If one is to be dramatic, you could easily describe Mujhe mil jo jaye thoda paisa as a last hurrah of Indian pop, for the 2000s truly sealed the coffin on that era. But the varied and ever alchemic world that is Indian music will always find ways to express itself again, and pop and rock, and whatever other pet niche you favour will come back and mix and morph and innovate for a new time. I’m sure there’d be lines of musical acts in the pop business right now, If only they’d get their hands on a little money.

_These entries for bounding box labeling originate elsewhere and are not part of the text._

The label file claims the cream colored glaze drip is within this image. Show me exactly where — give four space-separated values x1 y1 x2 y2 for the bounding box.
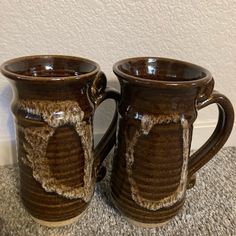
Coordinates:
17 100 95 202
126 114 189 211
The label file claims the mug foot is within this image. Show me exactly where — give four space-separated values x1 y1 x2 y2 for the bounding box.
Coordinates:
31 210 86 228
124 216 170 228
187 174 197 189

Until that comes to be, enjoy this classic.
Mujhe Mil Jo Jaye Thoda Paisa Song Video
Mujhe Mil Jo Jaye Thoda Paisa Cast and Artists
|Music Album||Paisa (2002)|
|Singer||Gopal Rao and band|
|Music Composer||R. Anandh and band|
|Song Writer||Shaleen Sharma and band|
|Video Director||Indrajit Nattoji|
- Video setting
- Aghosh is comprised of 3 band members who met when they were in college. They would often meet in an Irani restaurant/cafe and talk about their dreams of breaking into music as a band, which is likely what inspired the cheap restaurant setting of the video.
- Theme of the music video
- The other autobiographical element is that the trio spent several years creating music for advertising jingles in the 1990s. The spoofs of popular 90s Indian ads which make up the ‘dream’ sequences of the video are a nod to that history.